The time for waiting finally ended in 1646. That year a young royalist officer, named Colonel Cromwell no less, managed to slip inside the castle with a small group of soldiers to offer Lady Mary the chance to escape. She was grateful for any help of course but refused to abandon her home to the enemy and, after all, she had been holding them off well enough for the past few years. However, this second siege would not go on for much longer, though, among her tiny force of children and scullery maids, it was one of the men of the small group of actual soldiers present who was to doom her little outpost. One of the men with her in the castle, one Lt. Colonel Thomas Pittman, slipped outside the castle walls to the enemy camp and offered to betray his King in exchange for his own safety. He persuaded the garrison commander, Colonel Henry Anketell to go to Somerset for reinforcements but the troops that came were Roundheads with their coats turned inside out. About half made it inside before Anketell suspected something and shut the small sally gate. Unfortunately, enough made it inside to secure key positions and hold them until morning when they were joined by a major Parliamentarian attack.

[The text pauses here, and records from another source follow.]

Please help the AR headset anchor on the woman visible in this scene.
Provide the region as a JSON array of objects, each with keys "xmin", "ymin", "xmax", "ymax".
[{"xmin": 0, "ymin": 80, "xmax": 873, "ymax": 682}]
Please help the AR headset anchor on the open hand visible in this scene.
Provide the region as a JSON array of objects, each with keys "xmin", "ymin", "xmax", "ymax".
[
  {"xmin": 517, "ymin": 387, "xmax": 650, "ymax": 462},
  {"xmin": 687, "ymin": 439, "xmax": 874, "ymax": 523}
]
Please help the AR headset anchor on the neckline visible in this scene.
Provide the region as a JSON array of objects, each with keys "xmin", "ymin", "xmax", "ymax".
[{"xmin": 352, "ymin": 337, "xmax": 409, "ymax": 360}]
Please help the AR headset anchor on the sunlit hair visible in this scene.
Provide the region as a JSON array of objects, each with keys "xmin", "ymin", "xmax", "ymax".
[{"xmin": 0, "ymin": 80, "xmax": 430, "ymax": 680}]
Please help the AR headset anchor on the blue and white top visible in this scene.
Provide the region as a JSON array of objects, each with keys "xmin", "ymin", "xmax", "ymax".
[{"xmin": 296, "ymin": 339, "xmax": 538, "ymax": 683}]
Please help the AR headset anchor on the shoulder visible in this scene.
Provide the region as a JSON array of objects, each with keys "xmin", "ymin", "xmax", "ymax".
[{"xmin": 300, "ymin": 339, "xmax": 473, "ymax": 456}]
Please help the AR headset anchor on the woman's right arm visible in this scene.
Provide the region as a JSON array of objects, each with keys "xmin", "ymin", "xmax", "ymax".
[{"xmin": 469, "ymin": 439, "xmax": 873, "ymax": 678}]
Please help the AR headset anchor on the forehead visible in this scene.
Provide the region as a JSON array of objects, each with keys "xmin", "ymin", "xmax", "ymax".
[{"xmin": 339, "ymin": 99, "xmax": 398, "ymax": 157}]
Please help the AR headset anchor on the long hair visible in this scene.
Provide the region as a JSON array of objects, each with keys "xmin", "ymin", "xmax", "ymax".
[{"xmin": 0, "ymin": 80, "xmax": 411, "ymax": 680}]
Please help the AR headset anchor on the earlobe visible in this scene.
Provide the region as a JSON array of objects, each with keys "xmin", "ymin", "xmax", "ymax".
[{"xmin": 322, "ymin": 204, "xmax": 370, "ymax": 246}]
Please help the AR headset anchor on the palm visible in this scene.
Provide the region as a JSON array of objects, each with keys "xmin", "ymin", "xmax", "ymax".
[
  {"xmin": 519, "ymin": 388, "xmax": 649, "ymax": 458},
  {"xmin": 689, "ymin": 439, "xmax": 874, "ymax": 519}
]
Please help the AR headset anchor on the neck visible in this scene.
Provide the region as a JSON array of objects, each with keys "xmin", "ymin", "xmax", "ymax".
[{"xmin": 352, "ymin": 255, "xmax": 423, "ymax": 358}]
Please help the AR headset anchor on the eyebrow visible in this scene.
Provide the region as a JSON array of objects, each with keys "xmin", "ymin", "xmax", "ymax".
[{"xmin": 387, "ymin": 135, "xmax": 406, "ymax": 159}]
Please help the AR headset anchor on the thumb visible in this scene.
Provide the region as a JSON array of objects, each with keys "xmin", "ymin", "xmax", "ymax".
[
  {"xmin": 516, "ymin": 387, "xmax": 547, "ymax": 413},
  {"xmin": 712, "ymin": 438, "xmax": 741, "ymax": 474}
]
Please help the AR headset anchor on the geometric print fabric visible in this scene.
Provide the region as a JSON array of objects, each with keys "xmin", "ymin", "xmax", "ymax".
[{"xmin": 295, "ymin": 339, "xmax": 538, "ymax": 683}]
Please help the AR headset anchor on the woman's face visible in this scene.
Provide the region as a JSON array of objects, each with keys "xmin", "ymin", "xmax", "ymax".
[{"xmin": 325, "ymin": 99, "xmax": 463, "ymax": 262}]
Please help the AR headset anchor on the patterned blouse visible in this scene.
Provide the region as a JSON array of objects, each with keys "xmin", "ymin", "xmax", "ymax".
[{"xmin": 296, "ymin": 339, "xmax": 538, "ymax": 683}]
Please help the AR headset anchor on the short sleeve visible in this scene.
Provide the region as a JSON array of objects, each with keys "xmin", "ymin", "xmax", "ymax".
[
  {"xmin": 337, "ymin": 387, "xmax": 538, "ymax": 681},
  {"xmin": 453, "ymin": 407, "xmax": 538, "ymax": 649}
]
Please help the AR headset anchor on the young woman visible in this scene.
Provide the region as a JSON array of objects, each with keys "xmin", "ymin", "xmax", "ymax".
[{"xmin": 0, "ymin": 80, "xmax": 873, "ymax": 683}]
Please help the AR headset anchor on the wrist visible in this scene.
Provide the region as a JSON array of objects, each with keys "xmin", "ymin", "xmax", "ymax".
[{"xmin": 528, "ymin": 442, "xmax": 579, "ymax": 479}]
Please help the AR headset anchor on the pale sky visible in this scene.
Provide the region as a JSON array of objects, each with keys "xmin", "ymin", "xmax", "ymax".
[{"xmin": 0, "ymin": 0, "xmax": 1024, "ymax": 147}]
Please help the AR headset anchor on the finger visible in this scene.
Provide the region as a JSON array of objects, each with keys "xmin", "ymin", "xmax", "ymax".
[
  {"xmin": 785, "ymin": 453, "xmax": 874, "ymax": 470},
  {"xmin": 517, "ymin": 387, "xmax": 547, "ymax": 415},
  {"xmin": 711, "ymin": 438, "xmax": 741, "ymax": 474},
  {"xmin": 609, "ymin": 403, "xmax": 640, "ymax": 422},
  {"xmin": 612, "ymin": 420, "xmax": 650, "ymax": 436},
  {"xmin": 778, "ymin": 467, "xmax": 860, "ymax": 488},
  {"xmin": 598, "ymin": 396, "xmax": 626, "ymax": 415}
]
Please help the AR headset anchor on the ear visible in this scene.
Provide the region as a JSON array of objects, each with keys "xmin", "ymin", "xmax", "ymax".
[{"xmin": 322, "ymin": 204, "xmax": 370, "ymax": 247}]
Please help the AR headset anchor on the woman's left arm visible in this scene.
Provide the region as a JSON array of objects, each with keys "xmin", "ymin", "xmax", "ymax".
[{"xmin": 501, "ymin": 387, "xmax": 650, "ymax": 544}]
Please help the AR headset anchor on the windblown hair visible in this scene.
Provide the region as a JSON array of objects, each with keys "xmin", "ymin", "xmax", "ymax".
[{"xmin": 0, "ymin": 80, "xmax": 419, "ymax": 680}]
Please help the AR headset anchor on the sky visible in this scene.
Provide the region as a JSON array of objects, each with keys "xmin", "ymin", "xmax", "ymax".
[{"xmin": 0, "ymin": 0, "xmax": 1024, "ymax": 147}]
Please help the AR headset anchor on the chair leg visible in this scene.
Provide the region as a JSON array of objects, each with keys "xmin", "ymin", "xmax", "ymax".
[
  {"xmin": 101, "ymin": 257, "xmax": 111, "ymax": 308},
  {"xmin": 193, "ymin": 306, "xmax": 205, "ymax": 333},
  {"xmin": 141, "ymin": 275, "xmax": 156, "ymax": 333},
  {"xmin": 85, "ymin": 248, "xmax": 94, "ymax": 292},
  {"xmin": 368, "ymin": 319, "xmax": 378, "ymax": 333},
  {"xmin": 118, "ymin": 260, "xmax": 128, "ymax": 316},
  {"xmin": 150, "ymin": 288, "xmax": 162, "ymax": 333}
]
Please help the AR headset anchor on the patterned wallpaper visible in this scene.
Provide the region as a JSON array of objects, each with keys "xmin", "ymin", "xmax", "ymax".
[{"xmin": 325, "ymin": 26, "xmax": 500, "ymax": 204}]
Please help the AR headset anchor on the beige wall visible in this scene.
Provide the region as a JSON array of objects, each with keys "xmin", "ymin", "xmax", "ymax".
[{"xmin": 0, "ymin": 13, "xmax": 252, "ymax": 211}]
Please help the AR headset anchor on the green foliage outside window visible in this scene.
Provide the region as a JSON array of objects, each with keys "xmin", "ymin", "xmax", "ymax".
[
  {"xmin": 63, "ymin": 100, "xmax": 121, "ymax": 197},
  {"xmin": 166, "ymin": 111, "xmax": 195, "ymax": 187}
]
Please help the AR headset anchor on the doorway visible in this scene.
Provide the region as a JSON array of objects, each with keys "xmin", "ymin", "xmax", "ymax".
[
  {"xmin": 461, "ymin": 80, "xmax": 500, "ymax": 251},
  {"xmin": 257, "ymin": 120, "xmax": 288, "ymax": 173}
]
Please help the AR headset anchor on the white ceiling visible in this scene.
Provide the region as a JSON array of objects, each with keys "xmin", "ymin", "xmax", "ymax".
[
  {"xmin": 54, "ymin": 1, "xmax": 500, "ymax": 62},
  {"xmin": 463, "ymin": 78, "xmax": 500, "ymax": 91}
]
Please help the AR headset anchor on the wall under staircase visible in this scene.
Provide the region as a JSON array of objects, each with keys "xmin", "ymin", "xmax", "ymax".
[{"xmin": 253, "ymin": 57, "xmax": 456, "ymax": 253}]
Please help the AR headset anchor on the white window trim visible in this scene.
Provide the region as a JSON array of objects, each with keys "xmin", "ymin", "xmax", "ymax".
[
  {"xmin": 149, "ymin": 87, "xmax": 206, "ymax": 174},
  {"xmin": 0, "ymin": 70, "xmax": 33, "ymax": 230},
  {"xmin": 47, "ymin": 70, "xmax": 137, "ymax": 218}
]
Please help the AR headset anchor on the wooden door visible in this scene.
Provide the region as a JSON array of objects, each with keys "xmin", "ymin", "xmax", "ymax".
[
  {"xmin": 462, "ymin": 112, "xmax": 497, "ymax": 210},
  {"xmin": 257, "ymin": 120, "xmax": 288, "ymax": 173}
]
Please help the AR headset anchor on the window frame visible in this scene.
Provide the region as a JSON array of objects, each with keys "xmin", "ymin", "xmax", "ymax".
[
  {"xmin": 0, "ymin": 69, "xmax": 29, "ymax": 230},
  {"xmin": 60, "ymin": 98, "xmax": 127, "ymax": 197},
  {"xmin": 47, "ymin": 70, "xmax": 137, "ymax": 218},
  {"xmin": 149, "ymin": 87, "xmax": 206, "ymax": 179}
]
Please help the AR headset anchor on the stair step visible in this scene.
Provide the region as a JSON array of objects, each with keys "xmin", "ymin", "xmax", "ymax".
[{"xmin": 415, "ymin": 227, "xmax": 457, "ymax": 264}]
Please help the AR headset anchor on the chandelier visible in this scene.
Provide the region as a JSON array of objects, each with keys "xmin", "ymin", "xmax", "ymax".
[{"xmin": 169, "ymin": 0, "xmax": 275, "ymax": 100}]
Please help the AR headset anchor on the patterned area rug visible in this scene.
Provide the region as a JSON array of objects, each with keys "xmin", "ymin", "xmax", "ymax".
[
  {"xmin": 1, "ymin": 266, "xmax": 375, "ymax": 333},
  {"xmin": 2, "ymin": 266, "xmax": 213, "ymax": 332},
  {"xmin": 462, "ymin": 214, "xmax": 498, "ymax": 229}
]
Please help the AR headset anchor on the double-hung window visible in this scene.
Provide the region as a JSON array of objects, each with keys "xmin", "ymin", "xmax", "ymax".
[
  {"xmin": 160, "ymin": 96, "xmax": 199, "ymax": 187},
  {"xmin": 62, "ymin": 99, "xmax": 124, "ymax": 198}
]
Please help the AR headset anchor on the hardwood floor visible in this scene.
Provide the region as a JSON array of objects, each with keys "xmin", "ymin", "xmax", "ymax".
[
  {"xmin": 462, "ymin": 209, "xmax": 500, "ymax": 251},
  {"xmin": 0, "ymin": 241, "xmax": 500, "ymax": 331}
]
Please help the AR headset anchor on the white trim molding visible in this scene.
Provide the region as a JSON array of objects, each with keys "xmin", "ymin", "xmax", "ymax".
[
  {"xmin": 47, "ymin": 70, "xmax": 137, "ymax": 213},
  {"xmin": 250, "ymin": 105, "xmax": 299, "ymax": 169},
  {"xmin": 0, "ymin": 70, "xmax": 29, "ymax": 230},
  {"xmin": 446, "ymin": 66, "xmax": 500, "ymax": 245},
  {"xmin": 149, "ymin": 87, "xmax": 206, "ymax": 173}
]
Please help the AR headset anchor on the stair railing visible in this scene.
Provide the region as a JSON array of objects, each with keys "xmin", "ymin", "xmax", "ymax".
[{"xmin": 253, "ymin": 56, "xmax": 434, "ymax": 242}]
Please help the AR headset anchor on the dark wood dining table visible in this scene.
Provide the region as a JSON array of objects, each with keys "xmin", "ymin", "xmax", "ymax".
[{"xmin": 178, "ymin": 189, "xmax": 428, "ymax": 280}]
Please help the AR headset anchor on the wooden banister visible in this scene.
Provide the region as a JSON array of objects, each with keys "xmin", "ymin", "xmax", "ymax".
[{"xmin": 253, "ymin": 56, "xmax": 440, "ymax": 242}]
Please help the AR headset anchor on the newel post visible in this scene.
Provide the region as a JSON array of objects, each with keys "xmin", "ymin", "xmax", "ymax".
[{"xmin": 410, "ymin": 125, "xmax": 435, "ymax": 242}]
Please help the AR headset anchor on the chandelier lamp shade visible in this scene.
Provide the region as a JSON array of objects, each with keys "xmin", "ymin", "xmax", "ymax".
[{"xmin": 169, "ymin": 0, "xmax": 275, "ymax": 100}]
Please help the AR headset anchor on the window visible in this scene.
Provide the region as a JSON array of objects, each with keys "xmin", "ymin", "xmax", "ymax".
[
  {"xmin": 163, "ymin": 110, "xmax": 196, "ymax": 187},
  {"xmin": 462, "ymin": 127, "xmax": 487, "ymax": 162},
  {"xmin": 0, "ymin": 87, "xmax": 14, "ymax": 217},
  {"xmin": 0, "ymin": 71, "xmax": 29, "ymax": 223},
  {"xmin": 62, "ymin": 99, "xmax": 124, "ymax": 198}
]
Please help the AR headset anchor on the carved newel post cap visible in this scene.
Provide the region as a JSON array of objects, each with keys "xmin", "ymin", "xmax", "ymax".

Modern ruins of Corfe Castle
Lady Mary Bankes, with most of her home overrun by the enemy, finally had no choice but to agree to surrender. Although, she did not do so until having her maids and children throw all the family silverware down a well so that it could not be melted down and used to fund the Parliamentarian cause. She was defiant to the very end. However, even the Roundheads were so impressed by her tenacity in holding off such superior forces for so long that they allowed her to keep the keys to the castle as a mark of respect. Not wishing to ever endure such an ordeal again, the Parliament ordered the castle demolished immediately. Lady Mary, for her part, retired to Eastcourt manor, purchased by her sons Sir Ralph and Jerome and remained there until her death on April 11, 1661. She was an extraordinary woman who earned an honored place in the pages of history for her steadfast and determined defense of her home for the sake of King and Country. Had King Charles I been blessed with a few more people with the courage and tenacity of Mary Bankes, he might just have won the war.